With three volumes of their anthology series Jour J - D-Day (volumes 14, 18 and 21), they propose the thirties and the Second World War as could have happened if France would have been a fascist régime after 1934, Hitler's Germany was bloodly tamed as soon as the remilitarization of Rhineland and, consequently, the democratic United Kingdom became the main enemy.

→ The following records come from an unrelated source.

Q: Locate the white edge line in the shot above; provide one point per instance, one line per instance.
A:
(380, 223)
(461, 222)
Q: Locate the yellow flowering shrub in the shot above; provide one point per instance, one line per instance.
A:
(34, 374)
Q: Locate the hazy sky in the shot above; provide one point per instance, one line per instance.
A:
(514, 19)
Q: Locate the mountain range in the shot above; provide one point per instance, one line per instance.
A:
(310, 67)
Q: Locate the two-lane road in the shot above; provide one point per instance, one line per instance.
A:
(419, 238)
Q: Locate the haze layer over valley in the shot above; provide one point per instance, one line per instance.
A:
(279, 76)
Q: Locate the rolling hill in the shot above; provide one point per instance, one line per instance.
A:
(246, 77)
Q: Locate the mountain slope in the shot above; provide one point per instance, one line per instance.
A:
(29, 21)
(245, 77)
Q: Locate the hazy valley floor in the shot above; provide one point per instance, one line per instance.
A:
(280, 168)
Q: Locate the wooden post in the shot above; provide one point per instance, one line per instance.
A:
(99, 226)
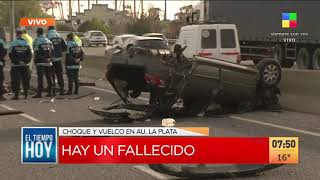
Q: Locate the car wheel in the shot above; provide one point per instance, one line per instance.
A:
(270, 72)
(193, 106)
(303, 58)
(287, 63)
(316, 59)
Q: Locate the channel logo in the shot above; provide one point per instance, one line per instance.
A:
(38, 145)
(289, 20)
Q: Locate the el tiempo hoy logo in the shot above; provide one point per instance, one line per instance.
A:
(289, 20)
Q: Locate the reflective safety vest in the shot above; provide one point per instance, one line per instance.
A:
(74, 55)
(20, 52)
(44, 51)
(3, 51)
(59, 44)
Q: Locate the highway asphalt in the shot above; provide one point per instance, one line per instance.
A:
(64, 112)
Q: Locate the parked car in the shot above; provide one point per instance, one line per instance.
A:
(159, 35)
(117, 43)
(146, 43)
(94, 38)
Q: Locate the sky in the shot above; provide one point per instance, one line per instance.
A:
(173, 6)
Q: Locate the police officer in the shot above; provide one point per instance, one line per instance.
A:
(3, 52)
(44, 53)
(59, 47)
(73, 57)
(20, 55)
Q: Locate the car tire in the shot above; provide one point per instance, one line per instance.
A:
(316, 59)
(303, 58)
(269, 72)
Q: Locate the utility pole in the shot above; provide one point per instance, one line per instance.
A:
(70, 12)
(134, 10)
(124, 6)
(12, 24)
(205, 10)
(165, 10)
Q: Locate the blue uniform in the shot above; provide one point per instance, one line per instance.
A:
(44, 54)
(3, 51)
(59, 47)
(20, 54)
(73, 57)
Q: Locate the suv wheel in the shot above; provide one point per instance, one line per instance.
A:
(270, 72)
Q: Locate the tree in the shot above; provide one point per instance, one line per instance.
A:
(64, 27)
(26, 8)
(94, 24)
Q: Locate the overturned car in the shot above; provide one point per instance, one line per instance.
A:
(189, 85)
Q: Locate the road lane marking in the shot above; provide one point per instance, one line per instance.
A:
(151, 172)
(241, 119)
(275, 126)
(232, 116)
(112, 92)
(23, 114)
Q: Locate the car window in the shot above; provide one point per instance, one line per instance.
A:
(228, 39)
(208, 39)
(115, 41)
(152, 44)
(97, 34)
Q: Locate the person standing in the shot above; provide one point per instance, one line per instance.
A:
(44, 53)
(59, 46)
(20, 54)
(73, 58)
(3, 52)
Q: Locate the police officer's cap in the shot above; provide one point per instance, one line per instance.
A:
(18, 30)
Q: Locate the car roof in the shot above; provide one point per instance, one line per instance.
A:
(126, 35)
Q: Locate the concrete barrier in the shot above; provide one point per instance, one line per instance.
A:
(300, 90)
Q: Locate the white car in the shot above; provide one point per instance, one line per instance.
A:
(117, 43)
(94, 38)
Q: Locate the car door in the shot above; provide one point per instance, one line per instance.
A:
(208, 41)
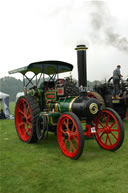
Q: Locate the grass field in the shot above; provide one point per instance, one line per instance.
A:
(42, 168)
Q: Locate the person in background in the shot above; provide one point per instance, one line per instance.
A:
(116, 80)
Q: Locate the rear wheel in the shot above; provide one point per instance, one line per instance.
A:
(109, 130)
(26, 112)
(70, 135)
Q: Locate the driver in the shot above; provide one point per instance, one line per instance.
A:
(116, 80)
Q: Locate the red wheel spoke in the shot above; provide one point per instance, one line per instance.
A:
(114, 136)
(75, 139)
(27, 111)
(21, 112)
(71, 146)
(106, 139)
(102, 134)
(29, 123)
(110, 140)
(66, 142)
(20, 124)
(108, 117)
(104, 117)
(115, 130)
(66, 124)
(63, 131)
(99, 130)
(100, 123)
(113, 124)
(72, 127)
(73, 134)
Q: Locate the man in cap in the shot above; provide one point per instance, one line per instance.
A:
(116, 80)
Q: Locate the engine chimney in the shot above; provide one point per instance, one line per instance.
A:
(81, 65)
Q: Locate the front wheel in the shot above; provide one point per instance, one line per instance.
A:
(70, 135)
(109, 130)
(26, 112)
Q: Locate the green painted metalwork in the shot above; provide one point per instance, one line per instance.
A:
(46, 67)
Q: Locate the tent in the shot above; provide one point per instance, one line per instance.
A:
(4, 99)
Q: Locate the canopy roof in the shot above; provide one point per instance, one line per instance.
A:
(46, 67)
(3, 95)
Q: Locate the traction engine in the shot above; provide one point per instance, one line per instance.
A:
(59, 106)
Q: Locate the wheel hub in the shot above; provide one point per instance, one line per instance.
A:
(107, 129)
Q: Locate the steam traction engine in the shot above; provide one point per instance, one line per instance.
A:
(58, 105)
(103, 93)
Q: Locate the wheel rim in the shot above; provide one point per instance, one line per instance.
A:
(68, 136)
(23, 117)
(107, 130)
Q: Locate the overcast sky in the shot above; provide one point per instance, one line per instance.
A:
(37, 30)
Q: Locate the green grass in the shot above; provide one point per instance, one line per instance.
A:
(42, 168)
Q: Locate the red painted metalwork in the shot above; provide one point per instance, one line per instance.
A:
(23, 119)
(107, 130)
(68, 136)
(127, 114)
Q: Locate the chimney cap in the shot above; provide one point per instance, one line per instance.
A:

All major French politicians, officers, artists and philosophers from our 1930s to 1968 history are reimagined: some as tragic heroes of a dictatorship as they were heroes of the Resistance in our times - especially scientists and airmail pilots ; while others are characterized in an ugly way as the opportunists or the ambitious they were in their young age before becoming wiser men and women intellectuals after World War Two.
Picture of page 4, tome 14 introducing the divergence with Aéropostale's postmarks on cover. The Greek letter Omega being the symbol of the new régime.
And here comes our fictional hero, a pilot of the Aéropostale named Léo Berger, who is lost with his plane and mechanics in the Sahara desert in 1927... saved by fellow pilot Antoine de Saint-Exupéry.

Imaginary postmarks of the French private airmail company, whose pilots pioneered the routes from Europe to the other side of the Southern Atlantic and of the Andes, help the readers go through time until 1942 when Saint-Ex is killed during a personal night flight near the Channel Islands, launching the accusation by Paris against the British government in order to get a cassus belli and finally finish the One Hundred Year war.

Even if Maza, the illustrator, didn't walk on the full postal realism road, it's nice to see that mail and the airmail pioneers still mark the imagination when one imagine the interwar period.